American businesses, battered by recession and record levels of idle production capacity, will spend 4.8 percent less this year on new plants and equipment, after adjustment for inflation, than they did in 1981, the Commerce Department reported yesterday.
According to a survey of investment intentions conducted in late October and November, such spending will continue to fall in real terms, though at a slower rate, through the first half of 1983 as well, the department said.
The report is roughly in line with a number of private economic forecasts that show business fixed investment falling about 5 percent next year, and underscores the fact that investment will continue to decline for some time even if a general economic recovery does begin this winter.
It also indicates the failure of the investment tax incentives passed in 1981 as part of the Reagan administration's economic recovery program to stimulate business outlays for new plants and equipment in the face of weak or declining markets, high interest rates and large drops in profit margins, analysts said.
Separately, the Labor Department said that the number of initial claims filed for unemployment benefits fell to a seasonally adjusted 598,000 in the week ended Nov. 27, down from 654,000 the week before.

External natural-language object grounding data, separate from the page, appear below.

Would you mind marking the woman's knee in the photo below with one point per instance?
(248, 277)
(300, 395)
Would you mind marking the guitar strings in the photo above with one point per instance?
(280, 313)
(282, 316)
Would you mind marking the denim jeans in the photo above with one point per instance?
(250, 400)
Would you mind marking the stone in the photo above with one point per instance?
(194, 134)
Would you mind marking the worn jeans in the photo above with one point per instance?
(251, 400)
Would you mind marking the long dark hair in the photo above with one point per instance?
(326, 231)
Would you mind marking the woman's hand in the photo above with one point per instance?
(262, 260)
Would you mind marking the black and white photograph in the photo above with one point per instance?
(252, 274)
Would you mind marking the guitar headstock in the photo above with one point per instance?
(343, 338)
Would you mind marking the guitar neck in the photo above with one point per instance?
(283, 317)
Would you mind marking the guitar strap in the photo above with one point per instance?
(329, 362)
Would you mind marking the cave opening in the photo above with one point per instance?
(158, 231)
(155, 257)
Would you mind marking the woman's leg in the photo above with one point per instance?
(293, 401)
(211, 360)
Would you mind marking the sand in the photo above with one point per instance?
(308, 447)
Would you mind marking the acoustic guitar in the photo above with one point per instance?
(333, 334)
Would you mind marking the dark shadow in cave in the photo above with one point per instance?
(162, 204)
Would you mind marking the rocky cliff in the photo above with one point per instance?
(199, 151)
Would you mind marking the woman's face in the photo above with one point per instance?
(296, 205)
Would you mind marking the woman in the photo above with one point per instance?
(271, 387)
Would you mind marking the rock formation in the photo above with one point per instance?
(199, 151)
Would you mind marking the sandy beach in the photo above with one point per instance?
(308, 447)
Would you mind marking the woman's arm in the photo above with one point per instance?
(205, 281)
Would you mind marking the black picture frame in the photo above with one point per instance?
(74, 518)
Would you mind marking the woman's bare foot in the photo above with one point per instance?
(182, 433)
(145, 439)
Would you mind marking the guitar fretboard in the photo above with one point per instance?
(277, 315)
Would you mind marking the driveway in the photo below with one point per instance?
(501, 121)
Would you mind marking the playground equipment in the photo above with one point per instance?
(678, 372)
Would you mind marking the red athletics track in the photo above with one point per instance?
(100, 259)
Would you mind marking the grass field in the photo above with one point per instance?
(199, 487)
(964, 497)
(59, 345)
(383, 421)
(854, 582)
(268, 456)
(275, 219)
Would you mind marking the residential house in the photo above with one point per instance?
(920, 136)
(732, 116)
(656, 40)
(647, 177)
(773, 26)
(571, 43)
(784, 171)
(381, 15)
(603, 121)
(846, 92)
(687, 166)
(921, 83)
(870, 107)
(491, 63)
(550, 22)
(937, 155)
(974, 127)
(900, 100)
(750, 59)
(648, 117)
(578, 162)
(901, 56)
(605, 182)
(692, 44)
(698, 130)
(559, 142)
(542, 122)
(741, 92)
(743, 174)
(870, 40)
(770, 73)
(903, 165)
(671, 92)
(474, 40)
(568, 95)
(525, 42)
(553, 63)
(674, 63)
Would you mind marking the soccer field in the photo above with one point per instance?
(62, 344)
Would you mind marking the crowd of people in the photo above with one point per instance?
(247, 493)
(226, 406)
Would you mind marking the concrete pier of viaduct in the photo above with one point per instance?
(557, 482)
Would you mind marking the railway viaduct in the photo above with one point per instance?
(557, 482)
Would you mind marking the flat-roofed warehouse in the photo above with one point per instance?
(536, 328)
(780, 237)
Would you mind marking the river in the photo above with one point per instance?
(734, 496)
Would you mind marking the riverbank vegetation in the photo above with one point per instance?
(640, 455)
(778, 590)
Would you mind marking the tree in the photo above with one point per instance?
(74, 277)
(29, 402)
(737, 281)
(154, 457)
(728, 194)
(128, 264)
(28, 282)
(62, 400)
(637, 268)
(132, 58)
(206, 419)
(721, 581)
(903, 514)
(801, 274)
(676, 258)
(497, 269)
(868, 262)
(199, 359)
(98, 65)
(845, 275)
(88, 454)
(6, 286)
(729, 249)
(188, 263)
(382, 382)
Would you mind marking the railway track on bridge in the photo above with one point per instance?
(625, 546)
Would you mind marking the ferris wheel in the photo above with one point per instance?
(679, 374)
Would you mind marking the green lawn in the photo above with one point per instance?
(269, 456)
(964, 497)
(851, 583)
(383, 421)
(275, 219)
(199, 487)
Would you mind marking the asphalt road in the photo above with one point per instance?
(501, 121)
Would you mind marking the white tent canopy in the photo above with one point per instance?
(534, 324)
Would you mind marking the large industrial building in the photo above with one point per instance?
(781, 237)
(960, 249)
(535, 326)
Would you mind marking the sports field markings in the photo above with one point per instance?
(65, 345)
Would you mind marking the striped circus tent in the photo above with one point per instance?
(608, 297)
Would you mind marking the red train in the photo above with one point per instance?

The number of persons receiving regular state benefits fell even more sharply, from 4,840,000 to 4,570,000 in the week ended Nov. 20.
However, analysts said the numbers are distorted by holidays and other factors this time of year. "We have no external confirmation" of any development that would account for a sharp drop in joblessness late last month, said economist Alan Greenspan of Townsend-Greenspan & Co. "Since we know there are problems in holiday weeks, we have reason to believe the number may be reversed" as later data is available, he said.

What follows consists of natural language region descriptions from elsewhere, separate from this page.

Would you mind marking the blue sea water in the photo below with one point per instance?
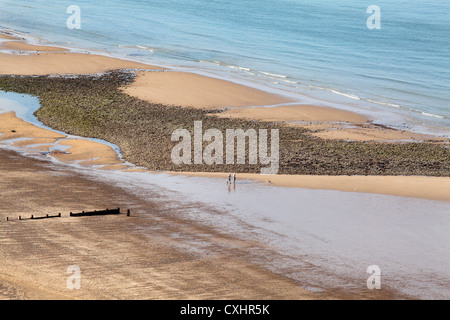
(319, 50)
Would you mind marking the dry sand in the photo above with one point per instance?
(22, 46)
(118, 256)
(193, 90)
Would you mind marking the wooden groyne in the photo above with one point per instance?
(80, 214)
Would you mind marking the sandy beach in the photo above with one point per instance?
(118, 259)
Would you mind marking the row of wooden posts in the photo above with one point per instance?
(81, 214)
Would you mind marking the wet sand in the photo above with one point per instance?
(138, 257)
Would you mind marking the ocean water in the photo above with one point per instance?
(315, 50)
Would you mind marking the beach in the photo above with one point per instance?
(118, 253)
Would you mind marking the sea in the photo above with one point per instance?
(387, 59)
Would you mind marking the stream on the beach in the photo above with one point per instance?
(323, 238)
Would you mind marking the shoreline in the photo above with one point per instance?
(327, 123)
(226, 270)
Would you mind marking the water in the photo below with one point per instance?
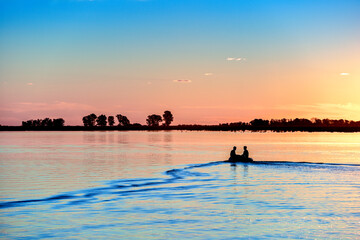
(173, 185)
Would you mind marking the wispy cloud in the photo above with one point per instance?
(327, 110)
(182, 81)
(236, 59)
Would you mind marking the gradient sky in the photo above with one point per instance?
(207, 61)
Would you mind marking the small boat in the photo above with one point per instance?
(239, 159)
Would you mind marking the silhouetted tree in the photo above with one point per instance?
(46, 122)
(89, 120)
(101, 120)
(168, 118)
(59, 122)
(123, 120)
(111, 121)
(259, 123)
(153, 120)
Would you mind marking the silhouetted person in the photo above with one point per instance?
(239, 158)
(233, 154)
(245, 153)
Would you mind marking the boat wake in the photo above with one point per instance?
(128, 187)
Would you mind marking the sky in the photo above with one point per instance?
(207, 61)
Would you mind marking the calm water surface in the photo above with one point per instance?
(173, 185)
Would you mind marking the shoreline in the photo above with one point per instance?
(184, 128)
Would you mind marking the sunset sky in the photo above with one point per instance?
(207, 61)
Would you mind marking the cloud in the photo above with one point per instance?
(182, 81)
(235, 59)
(324, 110)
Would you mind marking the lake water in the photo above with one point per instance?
(173, 185)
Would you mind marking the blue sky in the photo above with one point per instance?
(116, 55)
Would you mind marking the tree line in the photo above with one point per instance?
(44, 123)
(153, 120)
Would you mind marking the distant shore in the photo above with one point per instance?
(220, 127)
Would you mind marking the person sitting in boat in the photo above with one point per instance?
(233, 154)
(245, 154)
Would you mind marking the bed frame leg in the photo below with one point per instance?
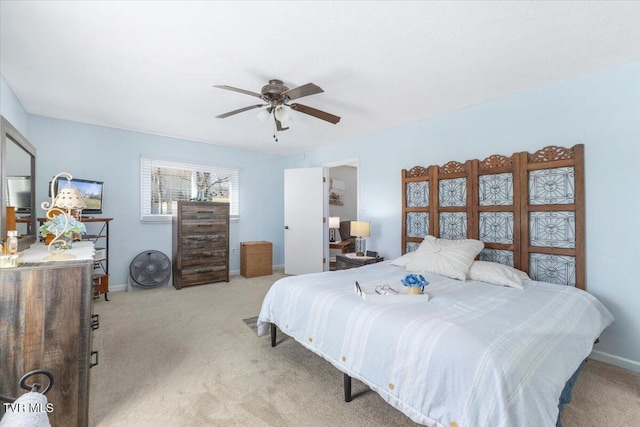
(273, 335)
(347, 388)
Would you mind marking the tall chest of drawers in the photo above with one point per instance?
(200, 243)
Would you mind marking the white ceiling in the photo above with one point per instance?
(150, 66)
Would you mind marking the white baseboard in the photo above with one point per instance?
(620, 362)
(118, 288)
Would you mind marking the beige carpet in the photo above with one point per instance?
(187, 358)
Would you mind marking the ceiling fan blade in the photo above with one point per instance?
(235, 89)
(231, 113)
(304, 90)
(316, 113)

As the recession has progressed this year, businesses have repeatedly revised their investment plans downward, the Commerce Department said. Initially, in a March survey, businesses reported they planned to spend 7.3 percent more on plants and equipment this year than in 1981 including allowances for inflation. By June that had dropped to 2.2 percent, and in September to only 0.7 percent. The latest figure, based on investment of $320 billion, represents a 0.5 percent decrease compared to last year.
In real terms, the largest declines this year will be for mining, down 12.5 percent, and for the much larger group, durable goods manufacturing, down 8.2 percent. Nondurable manufacturing investment will be 5.6 percent lower, while total nonmanufacturing will be down 3.5 percent. Of all the major industry groupings, only public utilities will show a gain, up 1.8 percent.
If the predicted economic recovery does not occur soon, spending plans for next year could well be cut as they were this year. The latest survey indicated plans to reduce spending 0.5 percent in real terms between this quarter and the second quarter of 1983.
Businesses will be asked about their plans for all of next year beginning with the February survey.